L’azienda di Lecce non ha fornito la documentazione. L’assessore Callari: siamo al fianco dei Comuni

UDINE. Si allunga l’elenco dei comuni rimasti senza scuolabus. I mezzi restano fermi non solo a Campoformido, Tarcento e Treppo Grande, ma anche a Pocenia, Latisana, Lignano e Muzzana del Turgnano. Tante, troppe, famiglie, da un giorno all’altro, si sono trovate senza il servizio e costrette a organizzarsi per accompagnare i figli a scuola.
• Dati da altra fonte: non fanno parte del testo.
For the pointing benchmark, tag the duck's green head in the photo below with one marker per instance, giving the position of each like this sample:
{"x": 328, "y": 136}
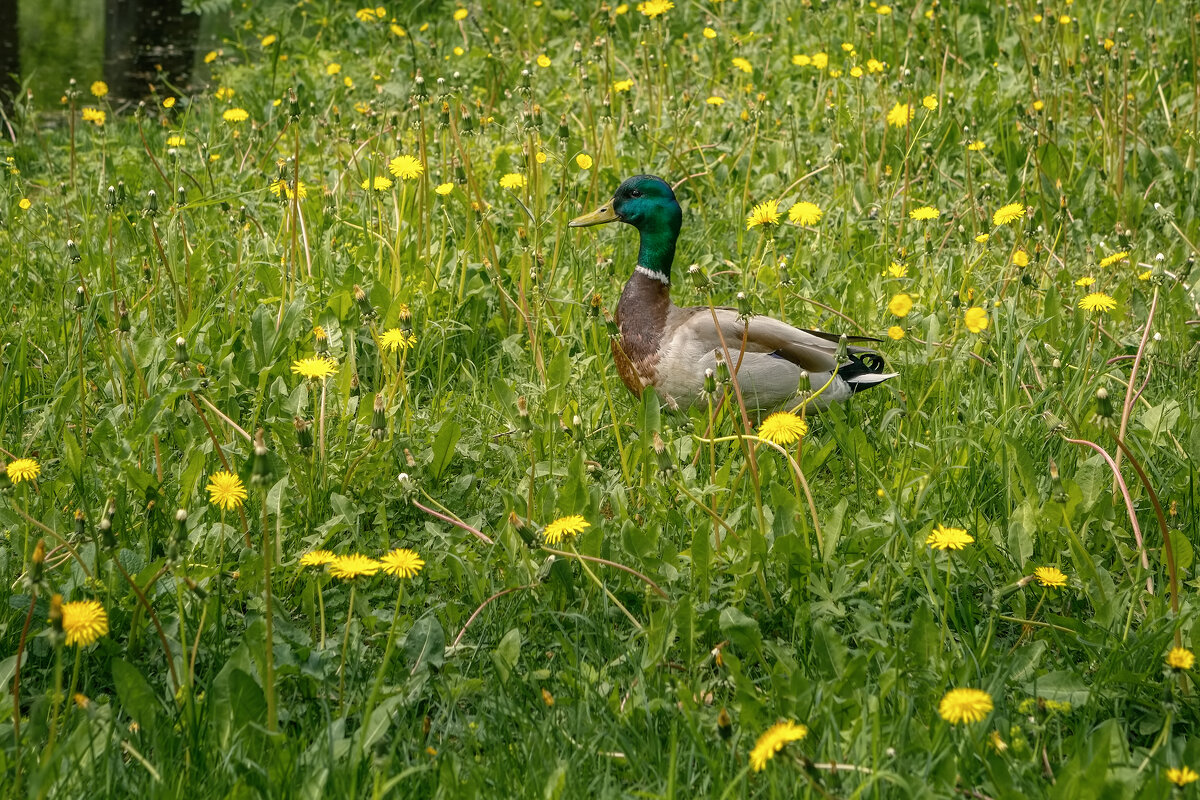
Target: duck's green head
{"x": 647, "y": 203}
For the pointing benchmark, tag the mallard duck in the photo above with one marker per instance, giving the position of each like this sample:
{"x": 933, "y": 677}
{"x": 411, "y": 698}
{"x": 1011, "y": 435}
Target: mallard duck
{"x": 671, "y": 348}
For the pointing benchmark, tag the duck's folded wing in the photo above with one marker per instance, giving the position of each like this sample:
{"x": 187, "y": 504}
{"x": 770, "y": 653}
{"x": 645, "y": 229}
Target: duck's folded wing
{"x": 807, "y": 349}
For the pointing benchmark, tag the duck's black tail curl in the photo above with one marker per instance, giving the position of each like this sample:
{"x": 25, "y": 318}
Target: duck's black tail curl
{"x": 864, "y": 370}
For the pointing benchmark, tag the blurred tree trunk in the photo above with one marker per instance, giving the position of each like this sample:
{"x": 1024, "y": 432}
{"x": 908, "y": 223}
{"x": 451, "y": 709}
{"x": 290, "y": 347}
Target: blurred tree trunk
{"x": 10, "y": 52}
{"x": 143, "y": 37}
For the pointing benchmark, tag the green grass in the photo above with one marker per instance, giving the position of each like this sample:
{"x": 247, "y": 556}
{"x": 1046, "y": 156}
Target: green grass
{"x": 502, "y": 668}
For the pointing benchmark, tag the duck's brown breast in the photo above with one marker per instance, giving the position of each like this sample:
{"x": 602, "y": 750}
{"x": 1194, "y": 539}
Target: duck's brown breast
{"x": 641, "y": 316}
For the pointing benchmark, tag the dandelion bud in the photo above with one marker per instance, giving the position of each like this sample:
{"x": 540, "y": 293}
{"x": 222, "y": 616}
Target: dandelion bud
{"x": 723, "y": 370}
{"x": 378, "y": 421}
{"x": 1103, "y": 404}
{"x": 57, "y": 618}
{"x": 365, "y": 308}
{"x": 261, "y": 471}
{"x": 106, "y": 534}
{"x": 304, "y": 433}
{"x": 725, "y": 725}
{"x": 37, "y": 564}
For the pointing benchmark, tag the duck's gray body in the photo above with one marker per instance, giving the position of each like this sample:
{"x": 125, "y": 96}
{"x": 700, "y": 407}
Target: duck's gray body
{"x": 671, "y": 348}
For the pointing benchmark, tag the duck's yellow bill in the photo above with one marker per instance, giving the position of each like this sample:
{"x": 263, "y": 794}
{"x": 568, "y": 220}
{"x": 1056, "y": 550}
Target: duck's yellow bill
{"x": 598, "y": 217}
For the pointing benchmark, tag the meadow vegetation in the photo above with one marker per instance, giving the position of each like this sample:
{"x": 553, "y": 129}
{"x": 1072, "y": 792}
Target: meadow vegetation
{"x": 319, "y": 480}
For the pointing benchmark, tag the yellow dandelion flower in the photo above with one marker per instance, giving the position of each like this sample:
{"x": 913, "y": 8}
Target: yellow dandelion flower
{"x": 965, "y": 705}
{"x": 948, "y": 539}
{"x": 315, "y": 367}
{"x": 773, "y": 740}
{"x": 765, "y": 214}
{"x": 900, "y": 115}
{"x": 402, "y": 563}
{"x": 317, "y": 558}
{"x": 381, "y": 184}
{"x": 1182, "y": 775}
{"x": 900, "y": 305}
{"x": 805, "y": 214}
{"x": 653, "y": 8}
{"x": 1098, "y": 301}
{"x": 1181, "y": 659}
{"x": 84, "y": 621}
{"x": 1050, "y": 577}
{"x": 285, "y": 188}
{"x": 564, "y": 527}
{"x": 783, "y": 428}
{"x": 226, "y": 491}
{"x": 347, "y": 567}
{"x": 1007, "y": 214}
{"x": 396, "y": 340}
{"x": 23, "y": 469}
{"x": 976, "y": 319}
{"x": 513, "y": 180}
{"x": 406, "y": 168}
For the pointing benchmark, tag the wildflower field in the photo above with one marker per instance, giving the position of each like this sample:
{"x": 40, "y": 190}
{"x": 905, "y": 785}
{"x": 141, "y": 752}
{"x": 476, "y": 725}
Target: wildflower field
{"x": 318, "y": 477}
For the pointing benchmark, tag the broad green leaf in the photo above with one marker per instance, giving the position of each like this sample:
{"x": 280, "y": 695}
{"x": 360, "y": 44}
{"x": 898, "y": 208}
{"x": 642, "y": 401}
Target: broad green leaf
{"x": 443, "y": 446}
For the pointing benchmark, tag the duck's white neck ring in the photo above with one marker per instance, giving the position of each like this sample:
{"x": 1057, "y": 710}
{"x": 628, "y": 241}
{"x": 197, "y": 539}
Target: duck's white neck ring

La Tundo Vincenzo spa di Lecce che si è aggiudicata l’appalto attraverso la Centrale unica di committenza (Cuc) non ha consegnato tutta la documentazione richiesta e i dirigenti comunali non firmato gli atti.

E se il Pd attacca la giunta Fedriga, l’assessore ai Sistemi informativi, Sebastiano Callari, assicura che «la Regione è al fianco dei Comuni che hanno affidato alla Tundo di Lecce il trasporto scolastico: insieme alle Amministrazioni locali stiamo operando affinché il servizio possa essere avviato con regolarità.

La Regione sta cercando di rimuovere gli ostacoli venutisi a creare, per consentire lo svolgimento regolare del trasporto». I Comuni che si sono affidati alla ditta di Lecce sono 25. Mentre in 13 località il servizio è garantito – recita la nota – (sono stati superati anche i problemi per Fogliano Redipuglia e Ronchis), la Regione sta perfezionando l’attività a Cassacco, Merito di Tomba e Basiliano. Gli scuolabus restano fermi, invece, a Pocenia, Latisana, Lignano, Muzzana del Turgnano, Tarcento, Treppo Grande e Campoformido.

L’assessore sta sollecitando la ditta leccese a inviare la documentazione mancante, «valutando al contempo quali possano essere le eventuali azioni da intraprendere a seguito del disservizio arrecato alla popolazione locale. Per uscire dalla situazione di stallo – continua Callari –, non è esclusa l’ipotesi che i Comuni si possano rivolgere temporaneamente ad altri vettori, facendosi poi rifondere la spesa sostenuta dalla ditta vincitrice dell’appalto una volta che questa abbia rimosso gli ostacoli pendenti e avviato regolarmente il servizio».

La Regione ricorda che il bando per l’assegnazione del servizio di trasporto scolastico comunale era stato avviato nel 2017 e perfezionato nel 2018, prima dell’entrata in vigore dei cambiamenti apportati alla norma. Allora non partecipò alcuna ditta con sede in Friuli Venezia Giulia.

«Gli evidenti problemi del trasporto scolastico li avevamo denunciati a febbraio, insieme a tutte le opposizioni e agli operatori regionali del settore. Fedriga e la sua giunta non hanno ascoltato e ora i danni ricadono sui Comuni» afferma il segretario regionale Pd, Cristiano Shaurli, secondo il quale Callari avrebbe dovuto trovare le soluzioni evitando tanti disagi a studenti e famiglie.